Consider the Integrated Resources Plan of 2019, which determines South Africa’s future energy mix. It deliberately constrained renewable energy in order to force in new coal plants that even its own economic models showed to be uneconomic relative to renewables. It also locks us into lots of new risky gas.
Then, of course, there is the corrupted tender process that gave us the expensive and polluting powerships programme. The process was deeply flawed and seems blatantly corrupt. It was patently rigged and rerigged in order to favour powerships over renewables. The result is a disastrous R200-billion contract which could lock us into expensive and polluting energy for 20 years.
In the words of IEA executive director Fatih Birol, our changing energy reality makes it such that putting new money into fossil fuel would likely be “junk investments”. Yet, Mantashe is trying to make South Africa’s economy more and more reliant on such junk investments by driving a massive new oil, gas and coal expansion.
When it comes to human rights, it is important to remember that Mantashe is pushing through this expensive and polluting energy agenda often in violation of the UN Declaration on the Rights of Indigenous Peoples. In particular, he violates the right for peoples across the world to have free, prior and informed consent (FPIC) over projects that will affect them.
Denying this international legal reality, Mantashe and his department have been fighting against FPIC in the courts and denying it in practice. Instead of free prior and informed consent, communities who resist polluting projects are often met with violence, coercion and corruption as was painfully demonstrated last year by the murder of Fikile Ntshangase.
Stopping South Africa being left behind
When we add this all up what we see is a dangerously outdated and harmful energy agenda. It’s not clear whether Mantashe is pursuing it because he is living in some alternative reality.
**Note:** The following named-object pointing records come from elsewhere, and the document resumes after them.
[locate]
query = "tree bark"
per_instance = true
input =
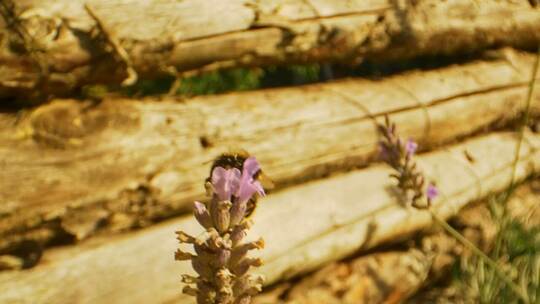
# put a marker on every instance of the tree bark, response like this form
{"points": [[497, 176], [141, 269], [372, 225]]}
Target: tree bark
{"points": [[394, 276], [304, 228], [90, 168], [55, 47]]}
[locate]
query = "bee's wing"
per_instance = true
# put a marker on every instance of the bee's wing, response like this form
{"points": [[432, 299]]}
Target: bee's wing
{"points": [[238, 151]]}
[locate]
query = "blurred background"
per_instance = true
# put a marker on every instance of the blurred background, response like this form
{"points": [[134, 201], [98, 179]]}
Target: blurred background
{"points": [[112, 112]]}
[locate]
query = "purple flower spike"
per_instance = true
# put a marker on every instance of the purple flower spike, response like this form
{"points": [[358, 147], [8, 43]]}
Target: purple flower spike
{"points": [[202, 215], [410, 147], [432, 192], [248, 186], [225, 182]]}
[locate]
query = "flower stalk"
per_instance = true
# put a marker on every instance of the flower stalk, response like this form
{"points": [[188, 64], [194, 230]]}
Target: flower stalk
{"points": [[398, 154], [221, 256]]}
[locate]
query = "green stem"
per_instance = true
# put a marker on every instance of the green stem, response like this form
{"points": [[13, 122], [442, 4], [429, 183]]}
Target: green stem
{"points": [[505, 277]]}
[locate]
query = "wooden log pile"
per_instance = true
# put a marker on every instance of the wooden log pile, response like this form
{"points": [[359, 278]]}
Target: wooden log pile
{"points": [[112, 179], [121, 163], [54, 47], [304, 227]]}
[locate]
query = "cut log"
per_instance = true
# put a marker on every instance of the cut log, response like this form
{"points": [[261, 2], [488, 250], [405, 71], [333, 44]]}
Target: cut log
{"points": [[54, 47], [304, 228], [393, 276], [121, 164]]}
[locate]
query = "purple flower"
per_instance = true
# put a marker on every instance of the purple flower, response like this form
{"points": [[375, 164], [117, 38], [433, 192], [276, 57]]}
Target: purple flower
{"points": [[248, 186], [432, 192], [410, 147], [226, 182]]}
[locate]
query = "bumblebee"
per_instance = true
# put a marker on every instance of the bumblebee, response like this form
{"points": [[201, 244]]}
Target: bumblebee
{"points": [[236, 159]]}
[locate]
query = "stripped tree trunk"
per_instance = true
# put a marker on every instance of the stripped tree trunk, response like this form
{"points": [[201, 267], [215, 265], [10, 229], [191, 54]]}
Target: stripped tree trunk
{"points": [[54, 47], [304, 227], [119, 164], [393, 276]]}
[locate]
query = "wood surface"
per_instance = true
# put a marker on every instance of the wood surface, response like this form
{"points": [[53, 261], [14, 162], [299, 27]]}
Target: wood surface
{"points": [[73, 169], [54, 47], [304, 228]]}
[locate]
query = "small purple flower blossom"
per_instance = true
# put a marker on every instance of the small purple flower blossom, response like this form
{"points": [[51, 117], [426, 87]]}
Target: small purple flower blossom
{"points": [[248, 185], [226, 182], [410, 147], [432, 192]]}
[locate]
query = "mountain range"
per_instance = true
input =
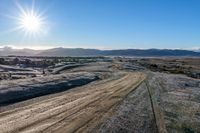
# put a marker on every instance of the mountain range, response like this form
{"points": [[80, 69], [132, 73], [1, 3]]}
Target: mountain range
{"points": [[6, 51]]}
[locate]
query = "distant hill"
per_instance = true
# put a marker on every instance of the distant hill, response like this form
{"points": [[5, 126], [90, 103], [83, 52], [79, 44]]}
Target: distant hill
{"points": [[95, 52], [6, 51]]}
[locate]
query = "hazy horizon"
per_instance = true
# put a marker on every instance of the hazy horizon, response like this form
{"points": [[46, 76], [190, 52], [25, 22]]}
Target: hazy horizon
{"points": [[103, 24]]}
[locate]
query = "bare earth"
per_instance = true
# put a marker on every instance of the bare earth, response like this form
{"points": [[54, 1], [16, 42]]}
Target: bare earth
{"points": [[83, 109]]}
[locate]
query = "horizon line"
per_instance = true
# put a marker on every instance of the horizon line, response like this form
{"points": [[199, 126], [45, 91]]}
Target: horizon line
{"points": [[48, 48]]}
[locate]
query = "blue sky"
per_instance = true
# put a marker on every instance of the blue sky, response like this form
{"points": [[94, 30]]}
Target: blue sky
{"points": [[106, 24]]}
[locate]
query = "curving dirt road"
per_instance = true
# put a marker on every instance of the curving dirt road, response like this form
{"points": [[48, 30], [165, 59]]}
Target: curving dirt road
{"points": [[82, 109]]}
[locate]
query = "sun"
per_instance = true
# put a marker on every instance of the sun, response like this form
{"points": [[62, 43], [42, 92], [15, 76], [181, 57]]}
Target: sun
{"points": [[30, 22]]}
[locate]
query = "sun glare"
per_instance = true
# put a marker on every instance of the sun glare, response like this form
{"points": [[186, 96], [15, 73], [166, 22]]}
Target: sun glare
{"points": [[30, 22]]}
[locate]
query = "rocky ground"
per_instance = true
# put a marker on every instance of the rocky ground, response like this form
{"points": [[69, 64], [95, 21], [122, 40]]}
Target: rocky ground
{"points": [[119, 97]]}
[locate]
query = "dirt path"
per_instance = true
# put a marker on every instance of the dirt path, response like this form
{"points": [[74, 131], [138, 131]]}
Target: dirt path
{"points": [[81, 110]]}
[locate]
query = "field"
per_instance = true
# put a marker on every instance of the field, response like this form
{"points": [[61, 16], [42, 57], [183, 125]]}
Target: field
{"points": [[101, 94]]}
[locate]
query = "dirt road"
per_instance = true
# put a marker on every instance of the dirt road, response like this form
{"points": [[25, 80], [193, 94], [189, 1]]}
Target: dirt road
{"points": [[78, 110]]}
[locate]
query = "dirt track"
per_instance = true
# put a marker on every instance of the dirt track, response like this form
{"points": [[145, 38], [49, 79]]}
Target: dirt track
{"points": [[79, 110]]}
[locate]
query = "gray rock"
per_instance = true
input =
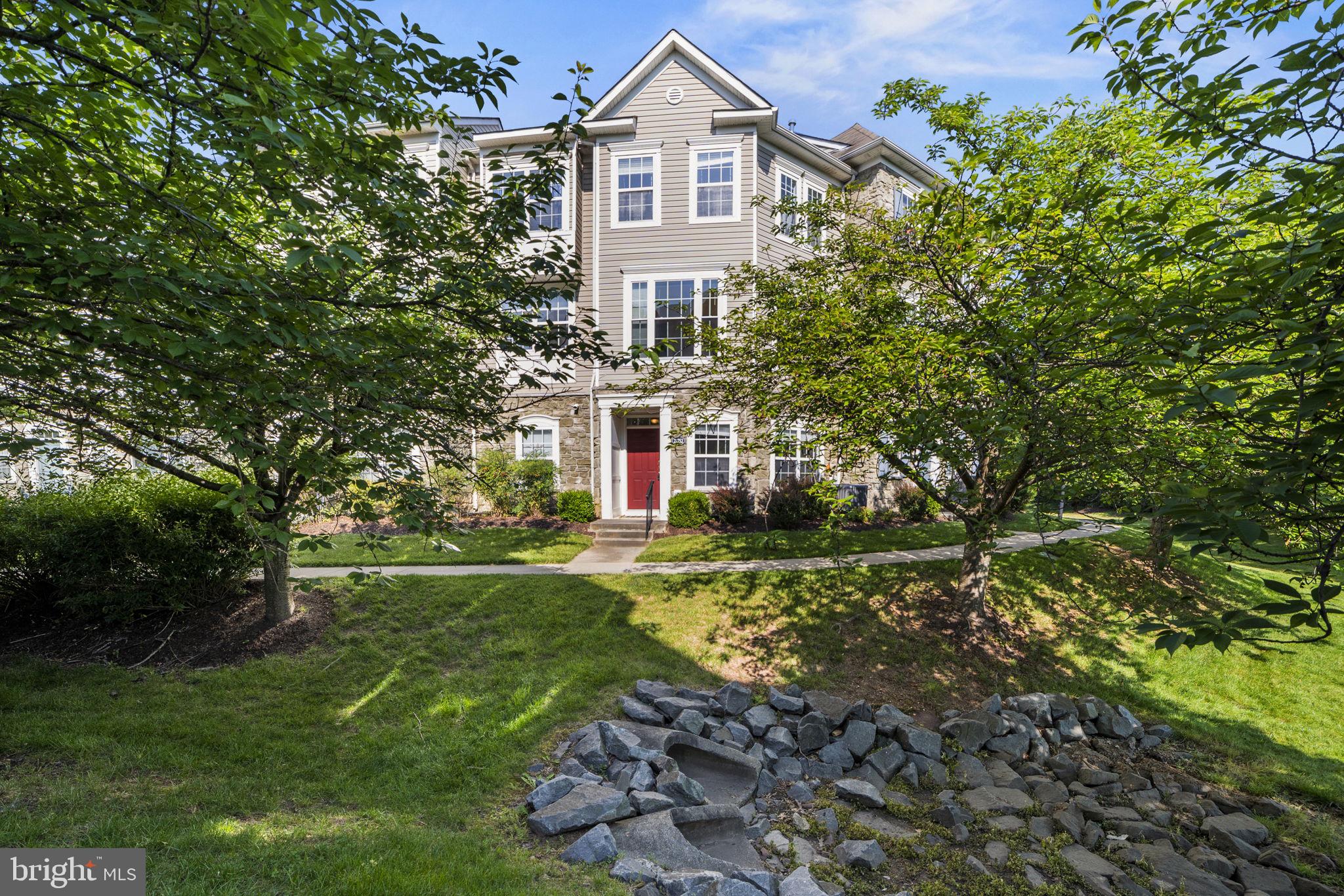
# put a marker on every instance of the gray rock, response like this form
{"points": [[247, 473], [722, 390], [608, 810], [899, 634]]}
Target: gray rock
{"points": [[1211, 860], [1175, 871], [996, 800], [681, 789], [887, 761], [814, 733], [1014, 744], [859, 737], [640, 711], [833, 708], [1269, 880], [597, 845], [583, 806], [549, 792], [860, 853], [1099, 872], [650, 801], [786, 703], [674, 707], [691, 722], [736, 697], [635, 871], [950, 815], [882, 824], [973, 730], [859, 792], [836, 754], [800, 883], [1238, 825], [589, 751], [780, 741], [760, 719], [919, 741], [887, 718], [651, 691], [998, 852]]}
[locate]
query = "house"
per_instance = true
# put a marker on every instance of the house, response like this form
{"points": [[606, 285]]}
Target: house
{"points": [[659, 203]]}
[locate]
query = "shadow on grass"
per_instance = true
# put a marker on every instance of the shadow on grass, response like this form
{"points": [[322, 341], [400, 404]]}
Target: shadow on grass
{"points": [[1068, 613], [385, 761]]}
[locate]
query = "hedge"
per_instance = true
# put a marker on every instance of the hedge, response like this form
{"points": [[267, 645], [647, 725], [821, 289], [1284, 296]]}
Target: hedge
{"points": [[119, 547]]}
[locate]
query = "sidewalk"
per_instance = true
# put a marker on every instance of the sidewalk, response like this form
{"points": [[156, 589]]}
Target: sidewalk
{"points": [[601, 562]]}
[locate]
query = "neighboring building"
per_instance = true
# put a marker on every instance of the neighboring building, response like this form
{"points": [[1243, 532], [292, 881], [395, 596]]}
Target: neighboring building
{"points": [[659, 205]]}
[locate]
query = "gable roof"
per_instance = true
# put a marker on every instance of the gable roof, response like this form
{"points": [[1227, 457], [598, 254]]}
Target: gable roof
{"points": [[674, 42]]}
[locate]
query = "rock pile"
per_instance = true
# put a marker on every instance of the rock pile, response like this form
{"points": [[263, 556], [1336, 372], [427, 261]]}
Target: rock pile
{"points": [[807, 794]]}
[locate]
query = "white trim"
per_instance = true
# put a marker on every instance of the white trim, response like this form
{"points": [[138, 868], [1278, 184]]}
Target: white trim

Or alternatively whether he is simply corruptly denying what he knows is reality in order to benefit the few at the expense of the many. I am not sure which one is worse.
Either way, the result is that the World Economic Forum ranks South Africa as one of the world’s worst countries in terms of our readiness to adapt to the rapidly shifting energy space. We risk being left behind as the global energy system undergoes one of its fastest ever revolutions.
If South Africa is to stand any chance in having an energy system that is competitive, serves the people, and allows our country to prosper, then it’s time we overhauled the energy department. We need to remove Mantashe and the rest of the corrupted old guard who prefer polluting patronage and economic stagnation over desperately needed innovation, job creation and transformation.
We know from the saga of suspended ANC secretary general Ace Magashule that those benefiting off of corrupted tenders will not step aside easily – and the energy sector is probably the biggest cash cow. That is why, after the anticipated third wave of covid-19, the Climate Justice Coalition is calling for a nationwide mass mobilisation against Minister Mantashe and the DMRE’s harmful energy agenda.
If we are to avoid being condemned to deepening climate chaos and decades of more energy dysfunction, we must act before it is too late.